Demis Hassabis on our AI future: ‘It’ll be 10 times bigger than the Industrial Revolution – and maybe 10 times faster’

The head of Google’s DeepMind says artificial intelligence could usher in an era of ‘incredible productivity’ and ‘radical abundance’. But who will it benefit? And why does he wish the tech giants had moved more slowly?

If you have a mental image of a Nobel prizewinner, Demis Hassabis probably doesn’t fit it. Relatively young (he’s 49), mixed race (his father is Greek-Cypriot, his mother Chinese-Singaporean), state-educated, he didn’t exactly look out of place receiving his medal from the king of Sweden in December, amid a sea of grey-haired men, but it was “very surreal”, he admits. “I’m really bad at enjoying the moment. I’ve won prizes in the past, and I’m always thinking , ‘What’s the next thing?’ But this one was really special. It’s something you dream about as a kid.”
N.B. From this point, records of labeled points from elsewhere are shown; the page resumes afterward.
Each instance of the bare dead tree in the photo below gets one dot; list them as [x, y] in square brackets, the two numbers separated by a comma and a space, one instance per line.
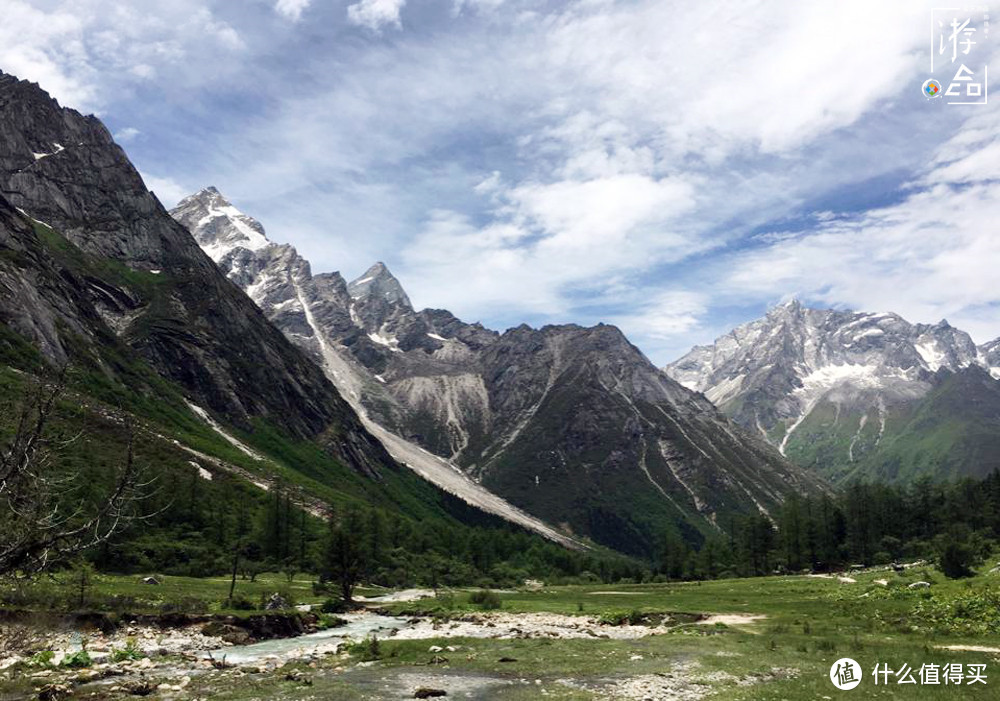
[42, 521]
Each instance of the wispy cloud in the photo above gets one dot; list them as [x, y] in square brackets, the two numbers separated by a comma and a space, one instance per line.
[292, 9]
[672, 167]
[376, 14]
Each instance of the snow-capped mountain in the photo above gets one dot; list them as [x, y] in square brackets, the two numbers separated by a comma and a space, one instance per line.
[829, 387]
[572, 425]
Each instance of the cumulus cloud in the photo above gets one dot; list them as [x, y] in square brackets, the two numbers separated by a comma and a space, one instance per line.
[126, 134]
[292, 9]
[82, 51]
[928, 257]
[376, 14]
[671, 167]
[167, 190]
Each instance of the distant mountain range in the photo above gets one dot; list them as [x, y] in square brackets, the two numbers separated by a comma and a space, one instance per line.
[855, 394]
[573, 425]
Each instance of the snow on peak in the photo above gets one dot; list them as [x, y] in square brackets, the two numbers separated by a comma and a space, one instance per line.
[377, 281]
[218, 226]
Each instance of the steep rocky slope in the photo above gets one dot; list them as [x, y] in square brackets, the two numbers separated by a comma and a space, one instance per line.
[574, 425]
[839, 391]
[96, 275]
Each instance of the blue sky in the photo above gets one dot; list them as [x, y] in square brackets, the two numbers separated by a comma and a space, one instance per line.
[673, 168]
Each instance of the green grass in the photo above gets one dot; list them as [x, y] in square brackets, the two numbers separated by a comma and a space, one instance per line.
[810, 623]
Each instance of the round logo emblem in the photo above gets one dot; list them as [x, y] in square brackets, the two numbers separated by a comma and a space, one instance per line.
[845, 673]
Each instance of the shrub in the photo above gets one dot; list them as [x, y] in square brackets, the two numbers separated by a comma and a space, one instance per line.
[240, 603]
[486, 599]
[42, 659]
[333, 606]
[956, 560]
[131, 651]
[77, 659]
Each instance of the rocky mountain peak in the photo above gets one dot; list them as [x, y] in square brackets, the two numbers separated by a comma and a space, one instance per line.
[378, 282]
[218, 226]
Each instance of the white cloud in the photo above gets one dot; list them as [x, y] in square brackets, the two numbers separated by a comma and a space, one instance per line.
[583, 161]
[123, 136]
[84, 51]
[933, 255]
[376, 14]
[664, 316]
[167, 190]
[292, 9]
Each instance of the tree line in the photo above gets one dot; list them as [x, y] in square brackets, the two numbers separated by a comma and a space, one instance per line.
[957, 524]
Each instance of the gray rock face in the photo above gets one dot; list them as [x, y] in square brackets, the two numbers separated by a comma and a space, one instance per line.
[802, 377]
[127, 271]
[574, 425]
[989, 357]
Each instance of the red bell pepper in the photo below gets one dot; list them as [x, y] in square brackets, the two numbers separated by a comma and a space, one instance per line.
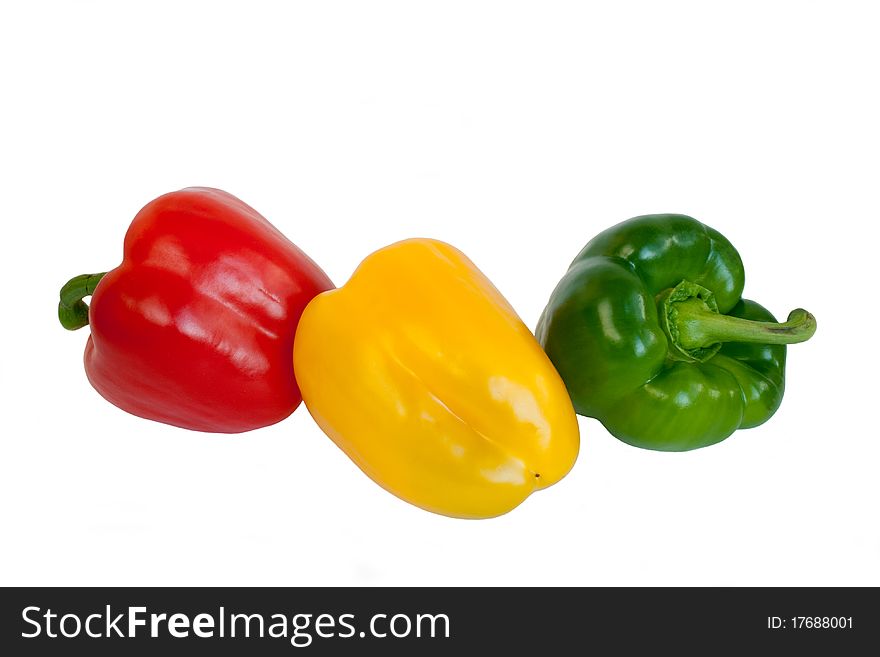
[195, 328]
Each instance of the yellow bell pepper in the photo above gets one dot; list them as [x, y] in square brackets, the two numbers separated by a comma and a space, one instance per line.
[422, 373]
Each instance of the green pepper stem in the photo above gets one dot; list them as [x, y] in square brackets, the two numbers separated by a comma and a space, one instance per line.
[699, 328]
[73, 313]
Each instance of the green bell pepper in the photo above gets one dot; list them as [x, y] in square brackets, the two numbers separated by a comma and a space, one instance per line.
[650, 335]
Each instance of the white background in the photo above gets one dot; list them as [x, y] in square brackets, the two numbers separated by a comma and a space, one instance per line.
[515, 131]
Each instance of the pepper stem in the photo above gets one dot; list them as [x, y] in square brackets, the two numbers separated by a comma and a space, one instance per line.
[699, 328]
[73, 313]
[689, 316]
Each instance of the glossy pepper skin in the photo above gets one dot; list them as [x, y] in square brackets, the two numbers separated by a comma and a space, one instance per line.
[195, 328]
[650, 335]
[422, 373]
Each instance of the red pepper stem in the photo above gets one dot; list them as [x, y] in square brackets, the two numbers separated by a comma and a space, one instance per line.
[73, 312]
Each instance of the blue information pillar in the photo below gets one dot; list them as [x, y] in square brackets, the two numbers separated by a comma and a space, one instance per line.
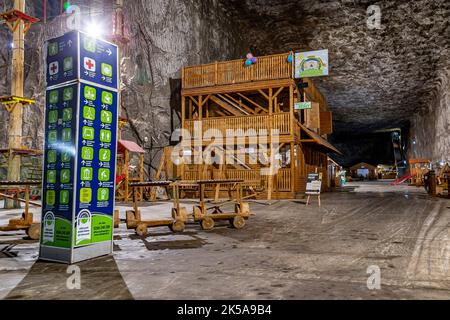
[80, 148]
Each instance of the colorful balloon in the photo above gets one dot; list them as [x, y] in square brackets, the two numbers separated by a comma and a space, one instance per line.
[290, 58]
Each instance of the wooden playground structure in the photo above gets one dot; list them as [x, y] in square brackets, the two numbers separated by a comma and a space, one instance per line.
[33, 230]
[418, 168]
[228, 95]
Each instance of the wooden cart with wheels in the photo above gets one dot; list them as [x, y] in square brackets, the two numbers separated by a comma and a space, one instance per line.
[33, 230]
[134, 219]
[207, 216]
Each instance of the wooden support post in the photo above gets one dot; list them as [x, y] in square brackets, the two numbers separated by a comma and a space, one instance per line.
[271, 155]
[141, 176]
[15, 117]
[293, 173]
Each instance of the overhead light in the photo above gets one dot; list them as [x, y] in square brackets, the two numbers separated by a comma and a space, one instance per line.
[94, 30]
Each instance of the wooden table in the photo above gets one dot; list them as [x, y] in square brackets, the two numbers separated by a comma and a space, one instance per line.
[33, 230]
[134, 219]
[207, 216]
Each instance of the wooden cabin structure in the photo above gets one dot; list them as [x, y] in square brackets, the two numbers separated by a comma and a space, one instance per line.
[126, 173]
[229, 95]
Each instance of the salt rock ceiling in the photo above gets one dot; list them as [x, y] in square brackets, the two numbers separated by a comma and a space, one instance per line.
[379, 78]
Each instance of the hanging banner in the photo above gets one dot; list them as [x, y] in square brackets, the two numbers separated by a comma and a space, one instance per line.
[80, 149]
[311, 64]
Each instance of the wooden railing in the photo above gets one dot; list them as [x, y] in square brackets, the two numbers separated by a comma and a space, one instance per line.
[230, 72]
[251, 125]
[252, 177]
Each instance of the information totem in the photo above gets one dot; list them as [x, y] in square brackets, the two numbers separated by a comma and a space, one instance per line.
[80, 148]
Well, maybe not you, but certainly him. Hassabis was marked out as exceptional from a young age – he was a chess prodigy when he was four. Today, arguably, he’s one of the most important people in the world. As head of Google DeepMind, the tech giant’s artificial intelligence arm, he’s driving, if not necessarily steering, what promises to be the most significant technological revolution of our lifetimes.